Mit acht Jahren zwischen dem letzten Album Woman von 2016 und diesem neuen hier haben Justice erneut eine Rekordwartezeit vorgelegt, die ich ihnen wahrscheinlich eher verzeihe als den meisten anderen Bands. Denn wenigstens kann man sich bei ihnen immer sicher sein, dass das Ergebnis am Ende kein willkürlich zusammengeschrauter Cashgrab ist, sondern ein sorgfältig kuratiertes Gesamtkunstwerk, das im Idealfall sogar ein oder zwei echte Banger abwirft. Und obwohl auch Hyperdrama nicht die Platte ist, die in meinen Augen die sensationelle Frühphase der Franzosen beerbt, ist es doch ein weiteres Mal effektive Erwartungserfüllung. Klanglich bringen Gaspard Augé und Xavier de Rosnay den gigantoesken High Energy-Elektropop ihres Debüts mit den melodischeren Disco-Momenten von Woman zusammen und setzt dabei auch mehr denn je auf Zuarbeit von außen. Kevin Parker von Tame Impala ist gleich in zwei Songs dabei, Thundercat veredelt den Closer the End und Miguel trägt direkt davor in Saturnine maßgeblich zu meinem persönlichen Album-Highlight bei.
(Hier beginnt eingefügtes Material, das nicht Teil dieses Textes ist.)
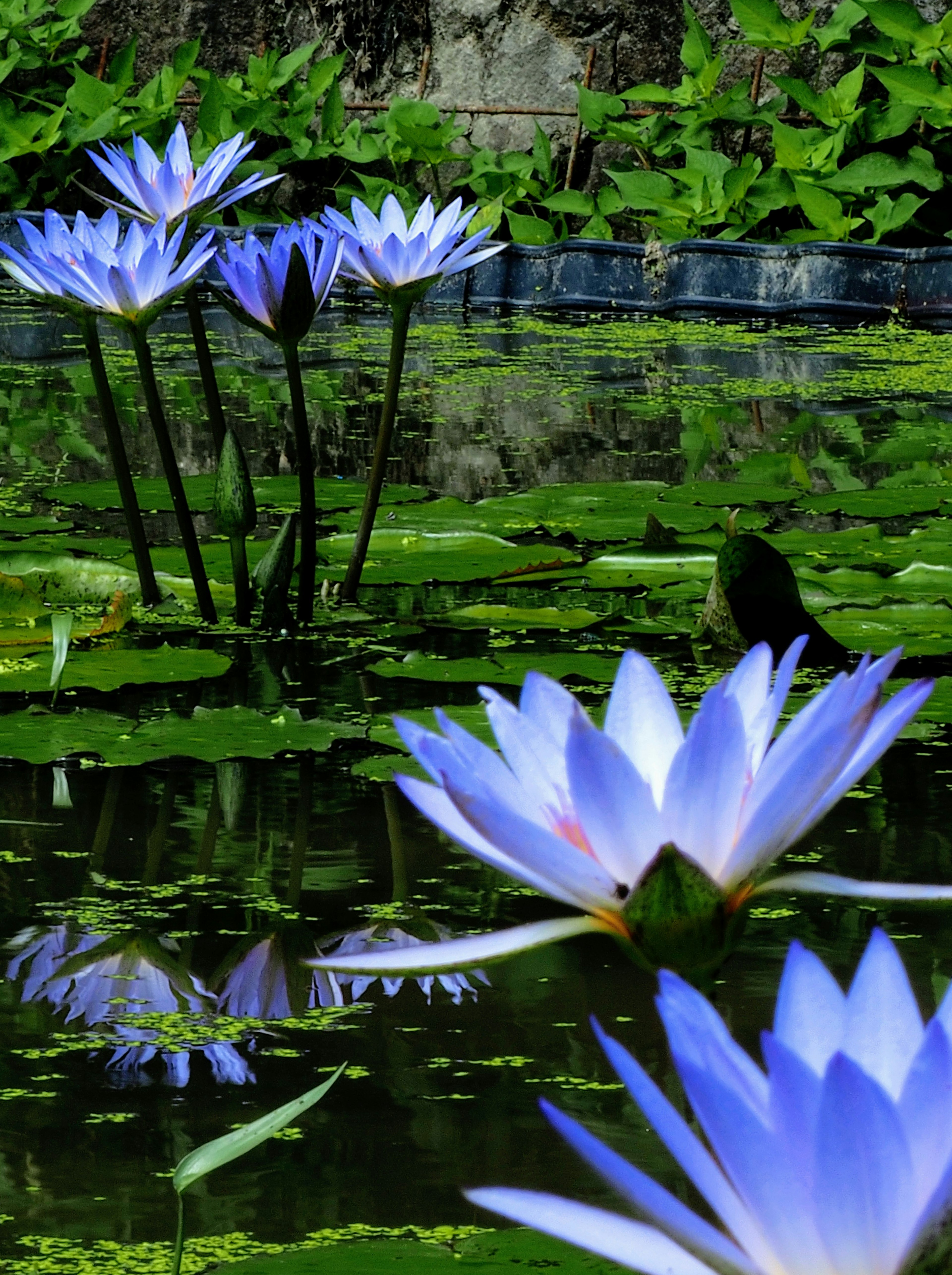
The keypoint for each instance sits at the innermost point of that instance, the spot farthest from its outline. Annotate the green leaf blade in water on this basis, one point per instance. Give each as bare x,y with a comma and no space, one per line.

Gejammert werden darf auf diesem hohen Niveau aber auch ein bisschen, denn obwohl es auf Hyperdrama keine effektiven Schwächen gibt, würde ich mir von ihnen auch mal wieder ein etwas kreativeres Album wünschen, das über bewährte Ästhetiken so hinausgeht, wie es Audio Video Disco vor 13 Jahren tat.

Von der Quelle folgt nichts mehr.